I'm not sure which section a post on finding the Euler numbers using series belongs, so I put it here.

Find (a) the radius of convergence, and (b) the first six Euler numbers $\displaystyle E_n$ from:

$\displaystyle \frac1{\cosh(z)}=\sum_{n=0}^\infty \frac{E_n}{n!}z^n$

I haven't any idea how to start the part (a).

I can't put the finishing touches on part (b):

$\displaystyle \cosh(z) = \frac{e^z+e^{-z}}{2}$

$\displaystyle e^z = \sum_{n=0}^\infty \frac{z^n}{n!}$

$\displaystyle e^{-z} = \sum_{n=0}^\infty \frac{(-1)^n z^n}{n!}$

$\displaystyle e^z+e^{-z} = \sum_{n=0}^\infty \frac{z^n}{n!} + \sum_{n=0}^\infty \frac{(-1)^n z^n}{n!} = \sum_{n=0}^\infty \frac{(2z)^n}{(2n)!}$

So,

$\displaystyle \frac{1}{\cosh(z)} = \frac{2}{2\sum_{n=0}^\infty \frac{(2z)^n}{(2n)!}} = \frac{1}{\sum_{n=0}^\infty \frac{(2z)^n}{(2n)!}}$

However, I can't quite get this to a format where I can get the Euler numbers.

I know I can't flip the bottom fraction since it's an infinite sum.
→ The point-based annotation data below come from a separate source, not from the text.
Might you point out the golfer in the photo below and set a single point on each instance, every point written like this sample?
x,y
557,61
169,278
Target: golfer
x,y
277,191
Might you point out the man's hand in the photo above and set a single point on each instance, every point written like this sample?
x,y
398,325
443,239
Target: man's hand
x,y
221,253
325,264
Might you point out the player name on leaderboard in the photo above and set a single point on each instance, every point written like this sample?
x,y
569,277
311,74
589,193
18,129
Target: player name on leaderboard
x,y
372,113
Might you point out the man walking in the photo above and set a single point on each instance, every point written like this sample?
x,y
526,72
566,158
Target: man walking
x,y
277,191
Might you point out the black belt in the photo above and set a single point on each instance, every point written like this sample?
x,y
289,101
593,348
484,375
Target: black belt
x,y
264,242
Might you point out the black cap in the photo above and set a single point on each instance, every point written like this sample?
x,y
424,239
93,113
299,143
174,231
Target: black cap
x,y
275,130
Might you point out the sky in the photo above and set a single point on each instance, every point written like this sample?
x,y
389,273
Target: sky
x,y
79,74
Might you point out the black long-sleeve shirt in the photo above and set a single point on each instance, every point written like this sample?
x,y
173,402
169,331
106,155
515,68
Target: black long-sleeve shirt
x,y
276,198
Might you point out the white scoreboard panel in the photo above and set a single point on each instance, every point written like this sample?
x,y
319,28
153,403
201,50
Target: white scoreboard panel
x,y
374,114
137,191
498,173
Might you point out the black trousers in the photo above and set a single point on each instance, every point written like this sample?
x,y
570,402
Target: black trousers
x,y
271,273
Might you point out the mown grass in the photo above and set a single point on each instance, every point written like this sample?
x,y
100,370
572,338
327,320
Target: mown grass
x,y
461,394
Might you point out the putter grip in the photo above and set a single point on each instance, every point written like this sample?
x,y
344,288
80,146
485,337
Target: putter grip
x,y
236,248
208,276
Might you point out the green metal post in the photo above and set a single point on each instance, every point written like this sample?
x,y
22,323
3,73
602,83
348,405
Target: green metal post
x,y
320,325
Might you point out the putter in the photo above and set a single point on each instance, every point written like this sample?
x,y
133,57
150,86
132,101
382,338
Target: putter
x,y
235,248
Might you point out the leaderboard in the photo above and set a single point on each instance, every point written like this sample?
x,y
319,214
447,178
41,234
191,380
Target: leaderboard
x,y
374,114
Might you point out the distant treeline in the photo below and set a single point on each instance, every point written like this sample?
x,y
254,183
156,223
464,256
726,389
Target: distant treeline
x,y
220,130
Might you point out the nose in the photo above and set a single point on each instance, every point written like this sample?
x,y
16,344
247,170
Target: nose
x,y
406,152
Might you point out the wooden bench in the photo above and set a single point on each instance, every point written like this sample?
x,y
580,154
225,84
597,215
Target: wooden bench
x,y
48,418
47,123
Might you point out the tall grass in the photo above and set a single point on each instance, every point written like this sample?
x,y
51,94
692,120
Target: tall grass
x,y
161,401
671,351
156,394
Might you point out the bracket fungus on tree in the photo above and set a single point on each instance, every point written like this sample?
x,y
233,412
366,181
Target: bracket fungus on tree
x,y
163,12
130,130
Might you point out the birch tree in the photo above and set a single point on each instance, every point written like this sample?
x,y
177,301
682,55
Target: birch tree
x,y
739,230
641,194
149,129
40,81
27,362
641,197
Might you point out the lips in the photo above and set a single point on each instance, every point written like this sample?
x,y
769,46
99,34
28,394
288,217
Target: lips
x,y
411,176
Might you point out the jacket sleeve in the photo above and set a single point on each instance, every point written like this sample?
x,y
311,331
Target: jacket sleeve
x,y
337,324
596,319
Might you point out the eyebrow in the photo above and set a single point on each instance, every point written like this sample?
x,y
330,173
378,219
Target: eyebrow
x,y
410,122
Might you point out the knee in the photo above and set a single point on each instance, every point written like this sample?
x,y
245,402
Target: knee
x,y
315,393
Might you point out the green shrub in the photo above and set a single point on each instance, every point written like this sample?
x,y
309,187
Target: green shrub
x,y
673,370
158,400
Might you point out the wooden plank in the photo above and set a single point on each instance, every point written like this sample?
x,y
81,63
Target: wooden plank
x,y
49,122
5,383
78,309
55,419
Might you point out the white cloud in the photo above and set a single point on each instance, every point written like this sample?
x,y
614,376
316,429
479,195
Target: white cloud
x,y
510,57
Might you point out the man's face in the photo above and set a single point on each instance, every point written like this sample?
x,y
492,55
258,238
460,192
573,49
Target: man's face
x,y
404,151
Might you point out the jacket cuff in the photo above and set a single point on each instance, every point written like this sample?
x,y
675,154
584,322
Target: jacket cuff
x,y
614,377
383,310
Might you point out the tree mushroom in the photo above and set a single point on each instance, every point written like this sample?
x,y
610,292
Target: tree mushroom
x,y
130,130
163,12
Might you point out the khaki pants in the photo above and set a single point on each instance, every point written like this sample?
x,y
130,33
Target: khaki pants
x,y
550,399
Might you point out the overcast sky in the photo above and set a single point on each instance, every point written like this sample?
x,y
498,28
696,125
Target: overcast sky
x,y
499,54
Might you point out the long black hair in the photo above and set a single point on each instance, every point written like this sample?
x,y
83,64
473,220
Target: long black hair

But I only need the first six, yet I still can't do it. The first one I can do with the first term of the series (right?):

$\displaystyle \frac{1}{\cosh(z)} = \frac{1}{\sum_{n=0}^\infty \frac{z^n}{(2n)!}} = \frac{1}{1}=1$ and $\displaystyle E_0=1$ (so the back of my book says).

The next term, and the one after that, is:

$\displaystyle \frac{1}{\cosh(z)} = \frac{1}{1+z^2/2}=\frac{2}{2+z^2}$

$\displaystyle \frac{1}{\cosh(z)} = \frac{1}{1+z^2/2+z^4/4!}=\frac{24}{24+12z^2+z^4}$

Now what? How do I find the coefficient's of z, z^2, etc. from this?

I'm still working on part (a), so I don't have a specific question yet.

Thanks.

P.S. How do you make a new line in this forum? I tried \\, \\*, and \newline with no success and had to make separate 'math' tags for each line.